Las más importantes de estas ventajas serían las que siguen:

  • Mayor autonomía energética. Al poder acumular nuestra energía eléctrica ganamos en independencia de la red eléctrica, así como de otras fuentes de energía suministradas de manera convencional. Y también podemos acumular la electricidad producida por nuestros propios generadores domésticos, como paneles solares, turbinas aerogeneradoras, molinos de agua, etc. 
  • Requieren de poco mantenimiento. La vida útil de las baterías domésticas suele ser superior a los 10 años y no suelen necesitar de demasiado mantenimiento una vez que se ponen en marcha. Aún así, lo mejor es que hagamos nuestros números para ver si la instalación de estos sistemas de acumulación resulta rentable en nuestro caso. Deberemos tener en cuenta el coste inicial de la instalación, que suele ser relativamente elevado; el ahorro energético que nos aportarán las baterías domésticas; y, especialmente importante, si contamos con fuentes de energía alternativas a la red eléctrica o no. Ya que si no tenemos paneles solares u otro tipo de generadores de electricidad, es posible que el ahorro proporcionado por el uso de las baterías no resulte tan significativo a la hora de amortizar el coste inicial de su instalación.
  • Protección y alternativa de suministro en caso de cortes de luz. Muy a valorar en el caso de que nuestra vivienda se encuentre situada en parajes remotos o en zonas donde el suministro eléctrico no llega de manera estable. 
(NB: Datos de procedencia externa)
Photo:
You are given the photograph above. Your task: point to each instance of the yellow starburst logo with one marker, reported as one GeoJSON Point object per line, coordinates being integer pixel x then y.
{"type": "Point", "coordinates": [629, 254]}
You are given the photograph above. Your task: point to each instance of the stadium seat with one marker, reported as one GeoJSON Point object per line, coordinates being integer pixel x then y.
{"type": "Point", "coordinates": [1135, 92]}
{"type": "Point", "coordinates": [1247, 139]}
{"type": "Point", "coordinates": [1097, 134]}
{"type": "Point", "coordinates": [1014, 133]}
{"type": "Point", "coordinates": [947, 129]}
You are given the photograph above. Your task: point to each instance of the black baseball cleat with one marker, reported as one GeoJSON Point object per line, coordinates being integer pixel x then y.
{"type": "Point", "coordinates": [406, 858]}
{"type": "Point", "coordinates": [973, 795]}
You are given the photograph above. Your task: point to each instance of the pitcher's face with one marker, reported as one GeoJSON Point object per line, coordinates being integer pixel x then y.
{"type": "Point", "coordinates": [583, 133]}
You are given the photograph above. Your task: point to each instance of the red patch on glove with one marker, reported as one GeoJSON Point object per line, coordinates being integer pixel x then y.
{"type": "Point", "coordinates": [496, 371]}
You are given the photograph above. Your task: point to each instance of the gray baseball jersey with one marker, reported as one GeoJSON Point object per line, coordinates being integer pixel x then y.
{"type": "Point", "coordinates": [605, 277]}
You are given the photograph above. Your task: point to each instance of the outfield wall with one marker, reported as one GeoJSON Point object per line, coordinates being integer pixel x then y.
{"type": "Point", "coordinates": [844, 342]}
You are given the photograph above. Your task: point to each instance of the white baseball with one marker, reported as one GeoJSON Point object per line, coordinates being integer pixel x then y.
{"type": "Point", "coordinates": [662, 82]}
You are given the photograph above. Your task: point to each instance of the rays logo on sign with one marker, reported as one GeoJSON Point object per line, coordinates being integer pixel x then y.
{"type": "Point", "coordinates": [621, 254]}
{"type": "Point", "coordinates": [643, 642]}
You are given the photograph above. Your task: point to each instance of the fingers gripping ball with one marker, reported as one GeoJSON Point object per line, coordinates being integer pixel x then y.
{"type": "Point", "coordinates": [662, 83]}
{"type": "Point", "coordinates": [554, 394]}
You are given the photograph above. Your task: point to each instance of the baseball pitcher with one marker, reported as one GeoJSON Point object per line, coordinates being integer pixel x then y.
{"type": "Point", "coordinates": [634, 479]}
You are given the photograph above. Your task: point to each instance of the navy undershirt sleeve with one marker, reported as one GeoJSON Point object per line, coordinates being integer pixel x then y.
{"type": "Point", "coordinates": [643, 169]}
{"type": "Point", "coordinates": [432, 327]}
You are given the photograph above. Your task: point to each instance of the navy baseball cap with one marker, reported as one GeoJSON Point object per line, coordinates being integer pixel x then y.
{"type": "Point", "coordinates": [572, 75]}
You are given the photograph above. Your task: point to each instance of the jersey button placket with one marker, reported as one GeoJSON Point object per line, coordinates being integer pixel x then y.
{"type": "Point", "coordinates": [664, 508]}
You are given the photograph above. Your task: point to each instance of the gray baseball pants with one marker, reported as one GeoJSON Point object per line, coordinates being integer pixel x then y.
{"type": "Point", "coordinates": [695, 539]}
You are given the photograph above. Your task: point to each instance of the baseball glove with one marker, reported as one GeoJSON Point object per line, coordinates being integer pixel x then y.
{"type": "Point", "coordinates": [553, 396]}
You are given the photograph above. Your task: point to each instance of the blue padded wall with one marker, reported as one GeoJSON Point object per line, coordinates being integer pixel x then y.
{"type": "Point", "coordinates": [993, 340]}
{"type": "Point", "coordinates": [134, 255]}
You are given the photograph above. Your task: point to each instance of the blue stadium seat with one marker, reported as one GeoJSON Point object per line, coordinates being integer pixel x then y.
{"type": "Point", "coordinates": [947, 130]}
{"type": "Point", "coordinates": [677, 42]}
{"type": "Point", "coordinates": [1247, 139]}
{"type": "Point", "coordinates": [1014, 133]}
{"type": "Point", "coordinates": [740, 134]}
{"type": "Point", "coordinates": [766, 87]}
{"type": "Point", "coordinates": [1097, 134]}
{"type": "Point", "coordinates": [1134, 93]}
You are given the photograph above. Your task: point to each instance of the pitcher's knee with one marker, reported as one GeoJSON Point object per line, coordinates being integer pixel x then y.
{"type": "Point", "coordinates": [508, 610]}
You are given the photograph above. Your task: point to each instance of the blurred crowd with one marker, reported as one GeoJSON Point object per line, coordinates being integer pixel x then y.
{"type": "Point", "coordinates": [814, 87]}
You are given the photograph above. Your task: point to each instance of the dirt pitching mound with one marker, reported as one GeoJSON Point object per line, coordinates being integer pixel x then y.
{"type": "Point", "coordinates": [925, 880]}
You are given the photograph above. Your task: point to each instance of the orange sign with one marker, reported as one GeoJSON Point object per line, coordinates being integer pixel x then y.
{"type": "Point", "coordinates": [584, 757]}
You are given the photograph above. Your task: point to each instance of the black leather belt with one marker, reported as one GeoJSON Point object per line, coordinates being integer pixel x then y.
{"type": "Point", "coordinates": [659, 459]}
  • Ganamos en eficiencia energética y sostenibilidad en nuestro hogar. Al poder acumular la energía producida por la red eléctrica en las horas de menor demanda energética podemos hacer un uso mucho más eficiente de la electricidad. También contribuimos hasta cierto punto a reducir la demanda global de electricidad, por lo que se hace menos necesario que la red recurra a fuentes de generación menos sostenibles, como las centrales termoeléctricas. Y por último, con estas baterías domésticas hacemos que la alternativa que suponen las fuentes de energía renovables, como por ejemplo la instalación de paneles solares, resulten mucho más efectivas. 
  • Ahorramos en electricidad y en dinero. Una serie de ventajas que se unen a la principal ventaja que nos ofrecen las baterías domésticas y que las convierten en un pilar sobre el que construir hogares energéticamente más autosuficientes: la reducción del consumo eléctrico en la vivienda y el ahorro económico que esto supone.